The Realities of Offshoring


Offshoring is still a viable option for small and medium enterprises (SMEs) despite the public backlash. The truth is, it provides smart and flexible options for businesses. The masses may argue that it's all about greed and capitalism. But until you launch your own start-up or run your own retail shop, you can't really know what it takes to thrive in today's market conditions.

At the same time, this isn't an excuse for businesses to run on inexpensive labour. Here's how SMEs can deal with the realities of offshoring and outsourcing that affect them today.

Responsible Offshoring


A few weeks ago a garment factory in Bangladesh collapsed. This further confirms the pervading negative issues about offshoring and outsourcing - poor working conditions and inexpensive labour. The opposing groups have now more ammunition against outsourcing.

Keep in mind though, that outsourcing is a business process. How it is sourced and implemented depends on both the business process outsourcing (BPO) client and service provider. Arbitrage can be achieved, but with rising labour costs this isn't much of an advantage. Low cost doesn't necessarily equate to poor working conditions. There are offshore service providers with proper infrastructure and skilled talent that can be found with a rigorous selection process.

BPO clients who mainly focus on the bottom line are likely end up with shady deals.  Quality and good working conditions come with a price. It is the responsibility of businesses, from start-ups to multinational corporations, to ensure that they are offshoring to a reputable and established service provider. Due diligence should be implemented at the start and throughout the duration of the offshoring engagement.

BPO providers also have to step-up. Buyers and the public have become more discerning about offshoring and outsourcing. Traditional service providers are already facing disruptive technologies such as cloud computing and automation. They need to invest in their capabilities if they want to shake off the negative image of offshoring.

It takes effort from both sides. Businesses and service providers should look beyond low cost efficiency.

Proper Knowledge Transfer


According to the Business Spectator, the RBC scandal is a good case study for Australian businesses who are outsourcing offshore.

The bank is facing a backlash when an employee publicly claimed that their jobs were being offshored, and they were forced to train the foreign workers replacing them. In truth, the number of jobs that would become redundant was relatively small – 45 – but the bank was using temporary foreign workers to replace Canadian IT workers until the job was offshored to India.
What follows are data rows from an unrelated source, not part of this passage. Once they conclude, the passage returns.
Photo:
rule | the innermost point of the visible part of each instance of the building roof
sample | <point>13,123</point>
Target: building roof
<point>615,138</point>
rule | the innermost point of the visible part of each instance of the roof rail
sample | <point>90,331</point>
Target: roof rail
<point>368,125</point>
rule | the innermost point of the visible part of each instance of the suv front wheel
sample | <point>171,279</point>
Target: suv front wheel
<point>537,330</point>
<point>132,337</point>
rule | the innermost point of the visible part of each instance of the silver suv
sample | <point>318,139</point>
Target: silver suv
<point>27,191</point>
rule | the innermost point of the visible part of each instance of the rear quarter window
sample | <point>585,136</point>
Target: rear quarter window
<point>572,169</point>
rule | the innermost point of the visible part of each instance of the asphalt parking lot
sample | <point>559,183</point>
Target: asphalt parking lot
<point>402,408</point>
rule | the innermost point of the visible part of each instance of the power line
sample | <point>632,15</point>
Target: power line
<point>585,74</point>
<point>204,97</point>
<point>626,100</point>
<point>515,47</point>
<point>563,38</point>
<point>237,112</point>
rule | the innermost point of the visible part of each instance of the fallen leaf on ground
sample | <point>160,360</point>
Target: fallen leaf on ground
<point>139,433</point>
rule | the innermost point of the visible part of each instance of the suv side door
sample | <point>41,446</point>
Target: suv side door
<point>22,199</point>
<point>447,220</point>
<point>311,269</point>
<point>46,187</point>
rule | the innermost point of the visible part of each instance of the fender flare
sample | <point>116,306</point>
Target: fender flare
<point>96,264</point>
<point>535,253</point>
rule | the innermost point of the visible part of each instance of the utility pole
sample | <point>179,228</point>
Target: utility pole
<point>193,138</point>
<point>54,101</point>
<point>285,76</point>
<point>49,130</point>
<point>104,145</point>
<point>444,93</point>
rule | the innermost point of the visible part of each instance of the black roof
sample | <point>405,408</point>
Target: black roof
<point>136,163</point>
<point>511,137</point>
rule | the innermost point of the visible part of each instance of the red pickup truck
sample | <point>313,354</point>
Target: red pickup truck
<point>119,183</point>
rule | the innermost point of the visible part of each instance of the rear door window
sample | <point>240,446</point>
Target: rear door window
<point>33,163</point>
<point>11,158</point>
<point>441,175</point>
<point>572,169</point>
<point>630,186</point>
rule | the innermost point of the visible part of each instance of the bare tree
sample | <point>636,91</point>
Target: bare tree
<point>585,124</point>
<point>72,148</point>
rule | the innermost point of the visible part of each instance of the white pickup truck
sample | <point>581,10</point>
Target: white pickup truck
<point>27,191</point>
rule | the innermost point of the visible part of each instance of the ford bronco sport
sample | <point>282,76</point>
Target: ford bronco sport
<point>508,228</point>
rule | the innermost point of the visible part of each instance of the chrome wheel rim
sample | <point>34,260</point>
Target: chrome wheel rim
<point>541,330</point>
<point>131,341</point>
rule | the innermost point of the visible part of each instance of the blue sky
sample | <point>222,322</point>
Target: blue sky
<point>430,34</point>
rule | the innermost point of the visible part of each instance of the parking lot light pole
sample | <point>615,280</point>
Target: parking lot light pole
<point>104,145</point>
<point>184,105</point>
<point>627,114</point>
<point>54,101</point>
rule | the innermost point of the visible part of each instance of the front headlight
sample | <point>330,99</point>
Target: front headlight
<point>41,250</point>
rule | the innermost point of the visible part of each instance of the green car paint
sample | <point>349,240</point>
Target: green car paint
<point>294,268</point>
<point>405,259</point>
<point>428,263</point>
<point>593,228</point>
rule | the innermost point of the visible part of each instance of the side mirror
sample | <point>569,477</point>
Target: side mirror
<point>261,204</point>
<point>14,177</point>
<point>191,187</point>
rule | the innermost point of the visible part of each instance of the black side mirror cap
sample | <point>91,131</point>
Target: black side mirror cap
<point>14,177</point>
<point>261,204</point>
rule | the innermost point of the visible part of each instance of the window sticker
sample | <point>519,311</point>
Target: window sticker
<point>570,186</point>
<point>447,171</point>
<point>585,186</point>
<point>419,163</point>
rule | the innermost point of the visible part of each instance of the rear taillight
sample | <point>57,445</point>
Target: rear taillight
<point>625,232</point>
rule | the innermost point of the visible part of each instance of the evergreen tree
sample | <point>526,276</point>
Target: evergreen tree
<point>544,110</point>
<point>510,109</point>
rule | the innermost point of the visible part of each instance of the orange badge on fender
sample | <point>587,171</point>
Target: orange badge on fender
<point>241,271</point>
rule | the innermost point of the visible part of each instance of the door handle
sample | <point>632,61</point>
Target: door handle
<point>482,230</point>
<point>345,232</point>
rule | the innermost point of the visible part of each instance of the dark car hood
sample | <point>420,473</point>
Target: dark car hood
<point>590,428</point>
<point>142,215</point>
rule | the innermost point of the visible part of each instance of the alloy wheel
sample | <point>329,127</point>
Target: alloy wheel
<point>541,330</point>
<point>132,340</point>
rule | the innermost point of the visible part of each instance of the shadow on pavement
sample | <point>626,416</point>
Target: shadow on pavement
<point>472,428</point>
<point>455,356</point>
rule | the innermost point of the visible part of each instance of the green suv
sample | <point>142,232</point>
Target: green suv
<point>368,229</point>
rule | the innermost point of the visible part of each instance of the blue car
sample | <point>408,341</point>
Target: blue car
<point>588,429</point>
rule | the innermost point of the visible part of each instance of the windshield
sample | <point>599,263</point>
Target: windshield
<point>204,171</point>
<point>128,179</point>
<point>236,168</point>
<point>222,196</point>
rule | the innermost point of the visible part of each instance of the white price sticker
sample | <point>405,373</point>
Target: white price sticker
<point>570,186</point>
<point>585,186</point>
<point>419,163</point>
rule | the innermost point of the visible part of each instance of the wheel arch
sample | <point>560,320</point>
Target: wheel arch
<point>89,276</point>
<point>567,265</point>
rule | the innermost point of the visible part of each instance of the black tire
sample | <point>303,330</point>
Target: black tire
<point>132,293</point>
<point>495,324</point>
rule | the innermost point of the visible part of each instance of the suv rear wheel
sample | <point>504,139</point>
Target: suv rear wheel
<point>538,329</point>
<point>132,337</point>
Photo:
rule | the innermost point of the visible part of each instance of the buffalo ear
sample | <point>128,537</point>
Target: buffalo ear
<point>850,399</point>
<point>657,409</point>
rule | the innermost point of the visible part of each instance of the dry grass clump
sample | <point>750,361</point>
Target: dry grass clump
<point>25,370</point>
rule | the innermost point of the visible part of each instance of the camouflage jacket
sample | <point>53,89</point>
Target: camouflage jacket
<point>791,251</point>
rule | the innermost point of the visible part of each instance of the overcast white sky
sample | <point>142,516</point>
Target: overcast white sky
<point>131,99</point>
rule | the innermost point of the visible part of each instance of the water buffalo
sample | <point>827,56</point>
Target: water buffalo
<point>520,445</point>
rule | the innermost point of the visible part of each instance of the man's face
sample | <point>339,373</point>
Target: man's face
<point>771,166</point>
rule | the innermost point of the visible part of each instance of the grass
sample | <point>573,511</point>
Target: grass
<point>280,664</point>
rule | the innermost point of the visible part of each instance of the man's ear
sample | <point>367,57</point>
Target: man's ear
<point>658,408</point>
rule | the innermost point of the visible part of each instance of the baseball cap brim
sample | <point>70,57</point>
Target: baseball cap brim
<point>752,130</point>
In less than 48 hours, the bank faced a federal government investigation on its use of temporary foreign workers, and an intense public backlash. A separate Facebook page called for a boycott of the bank and several jabs at their slogan - “Your child's future outsourced – lost Canadian jobs you can bank on”.
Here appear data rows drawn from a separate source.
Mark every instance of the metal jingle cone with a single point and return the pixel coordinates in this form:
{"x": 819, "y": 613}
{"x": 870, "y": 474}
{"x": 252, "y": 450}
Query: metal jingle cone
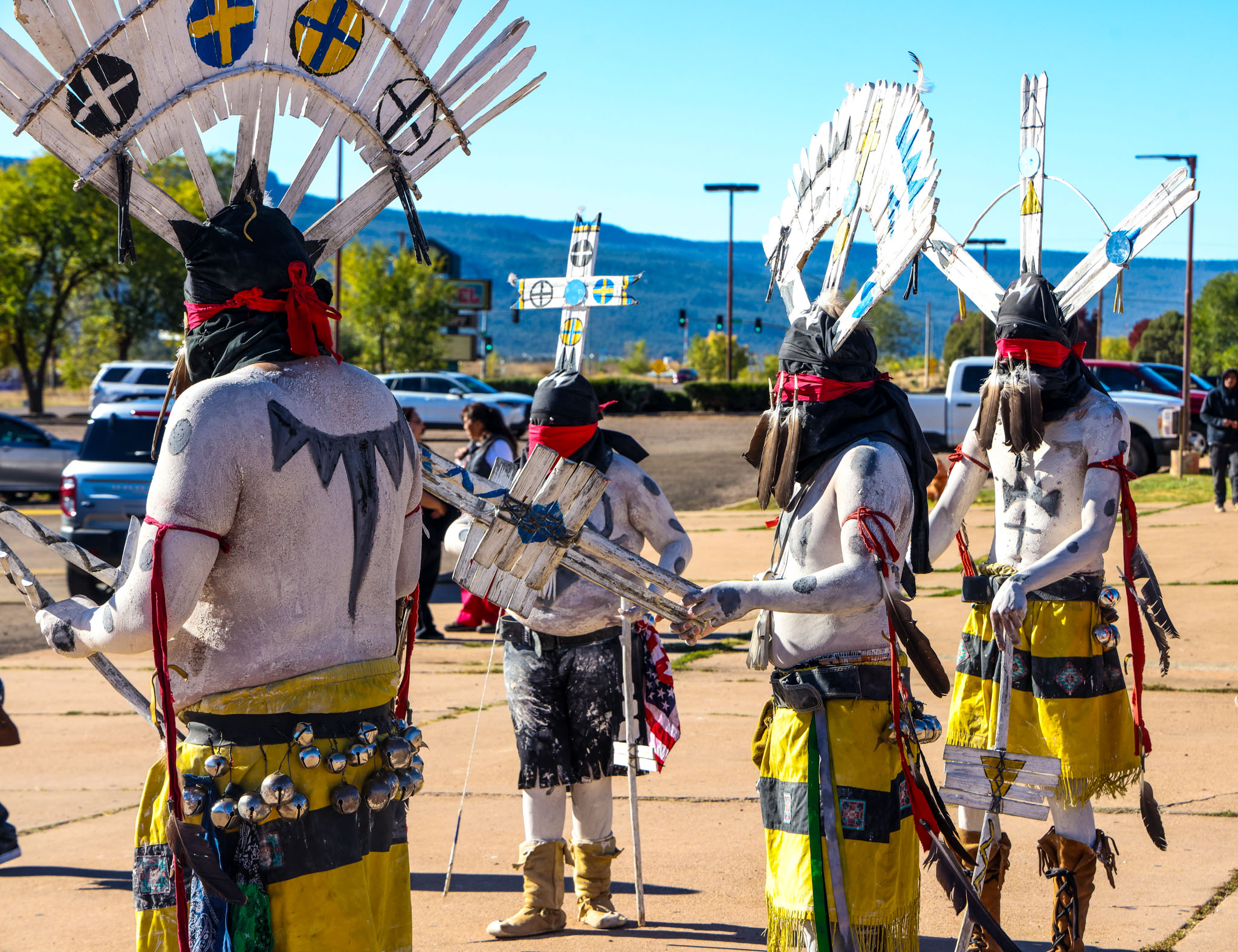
{"x": 397, "y": 753}
{"x": 379, "y": 789}
{"x": 253, "y": 809}
{"x": 346, "y": 799}
{"x": 276, "y": 789}
{"x": 216, "y": 764}
{"x": 295, "y": 808}
{"x": 224, "y": 815}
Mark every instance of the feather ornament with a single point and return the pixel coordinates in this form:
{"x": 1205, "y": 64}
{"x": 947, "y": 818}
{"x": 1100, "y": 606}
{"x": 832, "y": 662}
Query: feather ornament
{"x": 1149, "y": 811}
{"x": 915, "y": 641}
{"x": 189, "y": 842}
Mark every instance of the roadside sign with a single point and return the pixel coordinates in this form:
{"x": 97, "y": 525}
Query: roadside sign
{"x": 472, "y": 294}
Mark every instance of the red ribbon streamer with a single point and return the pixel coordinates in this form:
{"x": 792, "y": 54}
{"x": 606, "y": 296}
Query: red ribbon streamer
{"x": 159, "y": 638}
{"x": 563, "y": 440}
{"x": 1129, "y": 540}
{"x": 921, "y": 815}
{"x": 1049, "y": 353}
{"x": 307, "y": 314}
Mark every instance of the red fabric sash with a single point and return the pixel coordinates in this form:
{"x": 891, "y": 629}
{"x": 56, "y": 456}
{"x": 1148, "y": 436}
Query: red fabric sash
{"x": 817, "y": 389}
{"x": 1129, "y": 542}
{"x": 563, "y": 440}
{"x": 307, "y": 315}
{"x": 866, "y": 520}
{"x": 159, "y": 638}
{"x": 1049, "y": 353}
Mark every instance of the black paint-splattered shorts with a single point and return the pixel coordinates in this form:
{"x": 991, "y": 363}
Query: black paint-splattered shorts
{"x": 568, "y": 711}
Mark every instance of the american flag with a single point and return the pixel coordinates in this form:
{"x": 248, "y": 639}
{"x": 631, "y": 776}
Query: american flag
{"x": 661, "y": 713}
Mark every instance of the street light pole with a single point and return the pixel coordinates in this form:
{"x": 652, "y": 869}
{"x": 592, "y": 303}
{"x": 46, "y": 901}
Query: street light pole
{"x": 731, "y": 256}
{"x": 1184, "y": 436}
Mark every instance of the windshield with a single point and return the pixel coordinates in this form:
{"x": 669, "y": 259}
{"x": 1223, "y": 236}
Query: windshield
{"x": 118, "y": 440}
{"x": 472, "y": 385}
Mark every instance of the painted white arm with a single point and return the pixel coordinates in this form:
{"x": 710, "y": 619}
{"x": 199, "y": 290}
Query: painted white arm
{"x": 868, "y": 476}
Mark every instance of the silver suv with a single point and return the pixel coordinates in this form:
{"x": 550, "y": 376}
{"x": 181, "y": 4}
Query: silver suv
{"x": 129, "y": 379}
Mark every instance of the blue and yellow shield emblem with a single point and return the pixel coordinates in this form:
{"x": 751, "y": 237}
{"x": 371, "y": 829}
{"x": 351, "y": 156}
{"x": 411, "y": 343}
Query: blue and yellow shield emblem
{"x": 326, "y": 35}
{"x": 221, "y": 30}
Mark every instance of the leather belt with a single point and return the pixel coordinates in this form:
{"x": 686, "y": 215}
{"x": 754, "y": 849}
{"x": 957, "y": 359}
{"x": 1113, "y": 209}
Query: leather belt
{"x": 1072, "y": 588}
{"x": 259, "y": 730}
{"x": 525, "y": 639}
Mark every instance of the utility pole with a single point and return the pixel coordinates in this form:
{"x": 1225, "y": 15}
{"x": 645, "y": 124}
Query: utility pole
{"x": 731, "y": 256}
{"x": 1184, "y": 436}
{"x": 985, "y": 264}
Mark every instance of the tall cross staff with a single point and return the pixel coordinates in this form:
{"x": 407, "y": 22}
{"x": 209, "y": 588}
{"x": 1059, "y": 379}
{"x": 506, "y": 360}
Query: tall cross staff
{"x": 576, "y": 293}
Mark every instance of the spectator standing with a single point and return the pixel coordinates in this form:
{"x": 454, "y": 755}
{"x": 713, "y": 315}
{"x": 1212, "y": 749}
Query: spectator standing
{"x": 489, "y": 441}
{"x": 1220, "y": 413}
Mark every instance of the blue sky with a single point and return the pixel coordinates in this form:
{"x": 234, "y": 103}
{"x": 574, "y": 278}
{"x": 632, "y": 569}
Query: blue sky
{"x": 646, "y": 102}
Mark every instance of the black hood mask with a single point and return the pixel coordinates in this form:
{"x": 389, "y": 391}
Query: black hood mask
{"x": 794, "y": 440}
{"x": 566, "y": 398}
{"x": 245, "y": 245}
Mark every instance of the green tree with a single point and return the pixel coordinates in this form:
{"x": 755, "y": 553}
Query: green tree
{"x": 707, "y": 355}
{"x": 637, "y": 361}
{"x": 964, "y": 338}
{"x": 1162, "y": 341}
{"x": 397, "y": 306}
{"x": 57, "y": 242}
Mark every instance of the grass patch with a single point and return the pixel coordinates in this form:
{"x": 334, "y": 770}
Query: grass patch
{"x": 1170, "y": 942}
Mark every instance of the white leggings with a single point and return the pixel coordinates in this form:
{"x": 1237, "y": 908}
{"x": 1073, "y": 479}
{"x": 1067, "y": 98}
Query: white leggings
{"x": 592, "y": 811}
{"x": 1074, "y": 822}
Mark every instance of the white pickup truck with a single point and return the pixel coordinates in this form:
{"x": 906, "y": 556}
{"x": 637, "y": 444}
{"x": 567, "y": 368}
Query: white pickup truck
{"x": 946, "y": 416}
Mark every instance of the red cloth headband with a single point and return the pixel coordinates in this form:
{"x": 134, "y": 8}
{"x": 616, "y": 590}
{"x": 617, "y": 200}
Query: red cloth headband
{"x": 307, "y": 314}
{"x": 1049, "y": 353}
{"x": 563, "y": 440}
{"x": 817, "y": 389}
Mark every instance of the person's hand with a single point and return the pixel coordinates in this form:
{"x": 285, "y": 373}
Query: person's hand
{"x": 62, "y": 624}
{"x": 1010, "y": 608}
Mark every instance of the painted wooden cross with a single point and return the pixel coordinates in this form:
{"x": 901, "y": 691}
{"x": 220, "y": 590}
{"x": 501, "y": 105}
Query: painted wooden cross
{"x": 576, "y": 293}
{"x": 529, "y": 522}
{"x": 1101, "y": 265}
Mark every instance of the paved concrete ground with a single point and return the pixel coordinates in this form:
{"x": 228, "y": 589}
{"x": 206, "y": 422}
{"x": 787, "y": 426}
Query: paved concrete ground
{"x": 73, "y": 783}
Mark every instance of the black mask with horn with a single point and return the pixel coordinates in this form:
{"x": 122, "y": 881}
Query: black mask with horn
{"x": 1038, "y": 377}
{"x": 823, "y": 401}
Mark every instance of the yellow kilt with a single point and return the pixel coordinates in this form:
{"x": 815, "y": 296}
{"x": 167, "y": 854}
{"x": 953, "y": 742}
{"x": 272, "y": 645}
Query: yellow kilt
{"x": 1068, "y": 700}
{"x": 875, "y": 830}
{"x": 333, "y": 881}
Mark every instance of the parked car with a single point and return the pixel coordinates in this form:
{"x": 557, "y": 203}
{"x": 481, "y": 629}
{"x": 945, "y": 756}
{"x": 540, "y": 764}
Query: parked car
{"x": 31, "y": 459}
{"x": 440, "y": 397}
{"x": 946, "y": 416}
{"x": 107, "y": 484}
{"x": 1147, "y": 379}
{"x": 129, "y": 378}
The scandal received a lot of attention because it was attached to a face, instead of the number. Businesses should anticipate their employees reaction, then implement a proper transition and knowledge transfer. Offshoring should not be used to get rid of a service, but to enhance internal efforts.There are Australian SMEs who benefited from supporting their in-house efforts with offshore staff.


The reality is businesses will always seek to provide quality services at a low cost – whether they're a buyer or supplier. But this should not be the end nor only goal. Change must come from both sides, or else the stereotypical image of corporate capitalism and overseas inexpensive labour will persist.